Joana Amaral Dias tem razão numa coisa: a Europa já é o continente com menos cristãos. São muitos os fatores que explicam esta evolução e um dos principais é a invernia demográfica da Europa. O cristianismo está a crescer na Ásia, na América Latina e na África, precisamente as zonas mais populosas do planeta.

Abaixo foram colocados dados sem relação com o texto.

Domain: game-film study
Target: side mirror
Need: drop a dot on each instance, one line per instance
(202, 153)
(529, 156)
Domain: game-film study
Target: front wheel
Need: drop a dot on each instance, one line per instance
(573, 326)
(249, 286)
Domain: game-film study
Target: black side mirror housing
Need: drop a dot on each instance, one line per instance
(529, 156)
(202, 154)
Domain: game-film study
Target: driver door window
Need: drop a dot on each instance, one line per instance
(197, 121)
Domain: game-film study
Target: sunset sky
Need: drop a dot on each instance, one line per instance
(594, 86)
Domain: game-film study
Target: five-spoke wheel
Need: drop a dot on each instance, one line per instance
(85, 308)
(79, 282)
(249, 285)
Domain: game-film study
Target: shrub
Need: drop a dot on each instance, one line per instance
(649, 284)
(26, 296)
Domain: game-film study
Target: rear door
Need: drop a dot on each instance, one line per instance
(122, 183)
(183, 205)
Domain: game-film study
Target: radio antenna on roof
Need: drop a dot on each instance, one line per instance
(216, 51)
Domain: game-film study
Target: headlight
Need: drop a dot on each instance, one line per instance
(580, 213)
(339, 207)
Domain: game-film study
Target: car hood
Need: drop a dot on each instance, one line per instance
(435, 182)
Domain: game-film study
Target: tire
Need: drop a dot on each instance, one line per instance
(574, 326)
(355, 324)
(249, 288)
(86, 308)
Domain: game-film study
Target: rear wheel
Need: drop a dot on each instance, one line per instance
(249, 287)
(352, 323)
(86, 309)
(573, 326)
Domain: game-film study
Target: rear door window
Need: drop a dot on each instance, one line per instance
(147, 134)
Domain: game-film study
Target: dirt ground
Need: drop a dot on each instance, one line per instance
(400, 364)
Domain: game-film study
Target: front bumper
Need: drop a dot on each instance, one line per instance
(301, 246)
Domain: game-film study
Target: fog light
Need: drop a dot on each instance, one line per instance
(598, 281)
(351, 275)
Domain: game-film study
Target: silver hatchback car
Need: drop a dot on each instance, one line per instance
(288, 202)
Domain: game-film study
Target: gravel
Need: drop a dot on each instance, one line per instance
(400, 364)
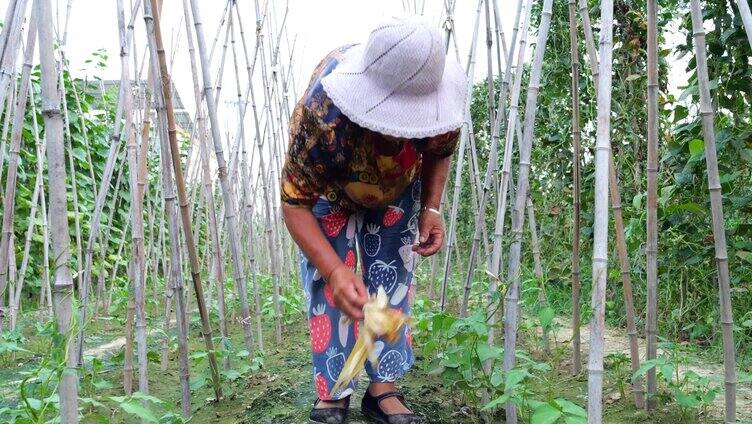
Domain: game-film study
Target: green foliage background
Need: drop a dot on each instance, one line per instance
(688, 296)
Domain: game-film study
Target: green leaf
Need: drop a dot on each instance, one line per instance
(197, 383)
(134, 407)
(486, 352)
(497, 377)
(546, 317)
(571, 408)
(103, 384)
(685, 400)
(667, 371)
(496, 402)
(514, 377)
(696, 148)
(231, 375)
(546, 414)
(143, 396)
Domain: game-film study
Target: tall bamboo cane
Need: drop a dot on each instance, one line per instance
(227, 194)
(576, 134)
(746, 16)
(10, 43)
(621, 244)
(716, 205)
(136, 210)
(164, 100)
(600, 225)
(504, 187)
(68, 389)
(518, 217)
(4, 141)
(18, 121)
(104, 184)
(466, 129)
(219, 266)
(271, 203)
(46, 295)
(13, 157)
(652, 203)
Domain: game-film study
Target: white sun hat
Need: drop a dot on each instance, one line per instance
(400, 82)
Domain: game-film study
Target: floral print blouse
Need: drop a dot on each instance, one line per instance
(331, 157)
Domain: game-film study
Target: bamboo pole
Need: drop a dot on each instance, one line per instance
(18, 121)
(68, 389)
(504, 187)
(136, 210)
(716, 204)
(227, 194)
(4, 141)
(104, 184)
(262, 163)
(46, 295)
(621, 244)
(652, 203)
(10, 42)
(219, 267)
(746, 16)
(13, 156)
(576, 188)
(269, 196)
(73, 177)
(167, 116)
(600, 226)
(518, 217)
(464, 134)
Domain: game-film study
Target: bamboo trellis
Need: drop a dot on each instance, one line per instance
(248, 188)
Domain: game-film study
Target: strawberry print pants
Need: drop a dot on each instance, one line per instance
(381, 239)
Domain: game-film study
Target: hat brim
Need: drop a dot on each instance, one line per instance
(394, 112)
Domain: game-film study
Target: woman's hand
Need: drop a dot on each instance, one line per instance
(349, 292)
(430, 233)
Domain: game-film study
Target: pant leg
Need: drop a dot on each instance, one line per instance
(386, 241)
(332, 334)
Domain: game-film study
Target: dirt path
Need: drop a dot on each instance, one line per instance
(617, 341)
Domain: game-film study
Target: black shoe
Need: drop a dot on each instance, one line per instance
(333, 415)
(371, 409)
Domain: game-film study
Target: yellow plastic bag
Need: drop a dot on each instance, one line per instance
(379, 321)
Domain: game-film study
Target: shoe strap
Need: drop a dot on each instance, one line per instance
(387, 395)
(346, 399)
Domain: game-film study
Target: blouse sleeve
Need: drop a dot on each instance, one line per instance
(302, 174)
(443, 145)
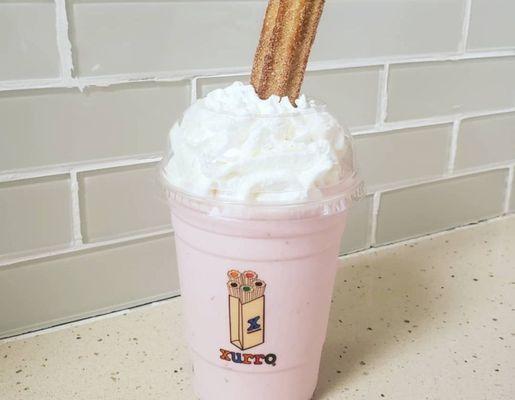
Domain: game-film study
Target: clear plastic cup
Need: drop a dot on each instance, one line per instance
(256, 280)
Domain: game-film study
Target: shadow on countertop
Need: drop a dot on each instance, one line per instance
(382, 302)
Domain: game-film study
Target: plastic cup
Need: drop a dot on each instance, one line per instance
(256, 281)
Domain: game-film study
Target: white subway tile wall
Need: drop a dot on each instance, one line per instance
(432, 207)
(353, 29)
(57, 289)
(56, 126)
(35, 214)
(28, 48)
(122, 201)
(486, 140)
(491, 26)
(357, 235)
(395, 157)
(427, 88)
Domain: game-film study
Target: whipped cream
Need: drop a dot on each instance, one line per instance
(231, 145)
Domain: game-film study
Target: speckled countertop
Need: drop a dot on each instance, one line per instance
(430, 319)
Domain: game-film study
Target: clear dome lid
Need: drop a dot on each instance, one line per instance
(225, 162)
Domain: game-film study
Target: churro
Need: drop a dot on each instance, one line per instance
(287, 35)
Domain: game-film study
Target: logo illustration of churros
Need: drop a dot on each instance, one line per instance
(246, 309)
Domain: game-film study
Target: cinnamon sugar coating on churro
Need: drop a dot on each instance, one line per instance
(286, 39)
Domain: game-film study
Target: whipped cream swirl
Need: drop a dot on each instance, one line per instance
(233, 146)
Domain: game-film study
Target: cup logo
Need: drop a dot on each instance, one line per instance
(246, 318)
(246, 309)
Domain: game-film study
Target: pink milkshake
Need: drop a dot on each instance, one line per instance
(259, 192)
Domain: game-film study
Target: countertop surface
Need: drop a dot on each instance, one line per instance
(433, 318)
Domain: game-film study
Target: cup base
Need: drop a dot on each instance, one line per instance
(211, 382)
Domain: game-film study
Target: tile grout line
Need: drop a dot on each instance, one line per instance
(382, 104)
(10, 176)
(376, 201)
(509, 189)
(441, 178)
(84, 246)
(160, 76)
(63, 42)
(76, 215)
(438, 120)
(127, 239)
(453, 147)
(467, 16)
(86, 320)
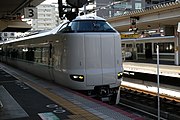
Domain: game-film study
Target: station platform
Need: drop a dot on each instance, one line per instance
(26, 97)
(151, 68)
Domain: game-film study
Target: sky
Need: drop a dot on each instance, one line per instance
(51, 1)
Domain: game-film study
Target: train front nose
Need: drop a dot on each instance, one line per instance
(102, 60)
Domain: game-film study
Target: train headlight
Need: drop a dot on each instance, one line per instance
(120, 75)
(79, 78)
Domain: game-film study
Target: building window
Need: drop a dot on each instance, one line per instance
(167, 47)
(138, 6)
(139, 47)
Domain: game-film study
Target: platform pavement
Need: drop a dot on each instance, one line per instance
(77, 107)
(151, 68)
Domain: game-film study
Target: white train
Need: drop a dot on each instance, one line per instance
(84, 54)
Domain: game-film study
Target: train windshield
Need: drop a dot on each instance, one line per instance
(88, 26)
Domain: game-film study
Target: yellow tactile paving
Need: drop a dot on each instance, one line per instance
(79, 113)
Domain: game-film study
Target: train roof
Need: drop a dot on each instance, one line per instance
(53, 31)
(88, 17)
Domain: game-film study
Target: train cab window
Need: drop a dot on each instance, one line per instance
(88, 26)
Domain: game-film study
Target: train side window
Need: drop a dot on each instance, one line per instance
(167, 47)
(139, 47)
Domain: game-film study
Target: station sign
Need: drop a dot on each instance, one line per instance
(126, 36)
(30, 12)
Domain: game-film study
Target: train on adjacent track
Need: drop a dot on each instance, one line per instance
(84, 54)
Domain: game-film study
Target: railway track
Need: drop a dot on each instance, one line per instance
(146, 102)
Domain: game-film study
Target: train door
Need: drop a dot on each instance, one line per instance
(50, 61)
(108, 58)
(148, 50)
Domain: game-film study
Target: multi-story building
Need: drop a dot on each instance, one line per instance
(110, 8)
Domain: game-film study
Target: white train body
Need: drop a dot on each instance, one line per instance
(80, 60)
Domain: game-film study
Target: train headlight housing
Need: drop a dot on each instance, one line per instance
(120, 75)
(79, 78)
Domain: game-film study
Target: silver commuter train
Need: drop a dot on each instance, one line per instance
(84, 54)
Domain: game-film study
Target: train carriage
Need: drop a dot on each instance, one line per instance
(84, 54)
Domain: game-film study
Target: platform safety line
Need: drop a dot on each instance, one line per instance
(74, 109)
(151, 93)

Mas a força de uma religião não está no número dos seus sequazes, mas na qualidade da sua presença no mundo. Grande parte dos europeus ainda têm uma grande identificação com o património moral e espiritual da fé cristã. E quanto aos valores que os europeus privilegiam, convém não esquecer o grande contributo do cristianismo na sua formulação e na sua vivência. Alguns têm inspiração bíblica e outros têm a sua génese na reflexão cristã. A Europa tem uma clara matriz cristã. Nenhuma instituição, partido ou ideologia, e até mesmo intelectual liberal, deveriam desprezar ou olvidar esta verdade fundamental, como já aconteceu. Quem nega ou arranca as suas raízes fica perdido e sem norte, fica sem identidade, e cai nas mãos do vento, que não deixará de nos arrastar para onde bem lhe interessa. O futuro da Europa passa pelo reencontro e pelo despertar das suas raízes cristãs, passa por dar a Deus e à sua revelação o papel principal na sua configuração humana, social, cultural, jurídica e espiritual. Com isto eu não quero dizer que as pessoas têm de ser cristãs à força, quero dizer que devemos muito ao cristianismo e que não nos podemos compreender e projetar para o futuro, enquanto europeus, sem ele. Deu um cariz próprio à Europa, deu forma à Europa.

 

Interessante é o conceito redutor que Joana Amaral Dias tem da pessoa humana, apenas feita de necessidades materiais. O homem precisa de arroz e dinheiro. Que visão tão pobre da humanidade! O homem precisa de arroz ou pão e dinheiro, mas precisa de muito mais. É este o problema do pensamento tacanho de uma certa esquerda: interpreta a vida de forma materialista e vira as costas à verdade total e mais profunda da vida e do ser humano. Lá no fundo, não passa de comunismo refinado, que entende que a existência humana tem «por missão única a produção de riqueza por meio do trabalho coletivo, e único fim o gozo dos bens da terra num paraíso ameníssimo de delícias onde cada qual «produziria conforme as suas forças e receberia conforme as suas necessidades», como diz a Encíclica do Papa Pio XI, «Divinis Redemptoris», necessidades materiais, acrescento eu, porque o comunismo só aceitava a matéria. Esta visão da vida foi encarada pela Igreja como «um sistema cheio de erros e sofismas, igualmente oposto à revelação divina e à razão humana; sistema que, por destruir os fundamentos da sociedade, subverte a ordem social, que não reconhece a verdadeira origem, natureza e fim do Estado; que rejeita enfim e nega os direitos, a dignidade e a liberdade da pessoa humana». Ser homem não seria mais do quer ser uma máquina de trabalho, para atingir e se refastelar no bem-estar material. O homem tem a sua dimensão material, mas também tem consciência, tem inteligência, tem vida interior e espiritual, tem coração, tem vontade de sonhar e  de fantasiar, tem uma sede de plenitude, de infinito, de eternidade, de verdade, que nenhum bem efémero do mundo consegue satisfazer.

 

Um argumento para se marginalizar a fé ou a religião, que agora está muito na moda e que ali também foi retocado, é que as religiões são fonte de cegueira, de fundamentalismo, de divisão, de guerras e de violência. O mundo seria bem melhor e haveria mais paz sem as religiões. É verdade que as religiões, infelizmente, porque são mal interpretadas e porque são instrumentalizadas para vários fins, têm agudizado alguns conflitos e contendas em algumas partes do mundo. Mas as religiões não têm culpa. Nenhuma consegue controlar todos os seus seguidores. Todas, e falo sobretudo do cristianismo, têm uma mensagem de paz e de humanização e procuram promover a tolerância e o diálogo entre todos os homens. Não são violentas e não são geradoras de fanatismo. Têm é fanáticos, que se servem delas para satisfazer outros interesses. Mas ainda assim, como muito bem lembrou João Pereira Coutinho, os ateus de esquerda e de direita do século XX mataram mais pessoas do que todas as religiões juntas. As religiões não são o problema, mas o homem, corrompido com o pecado e com as suas convicções tenebrosas e diabólicas, que existe fora e dentro delas.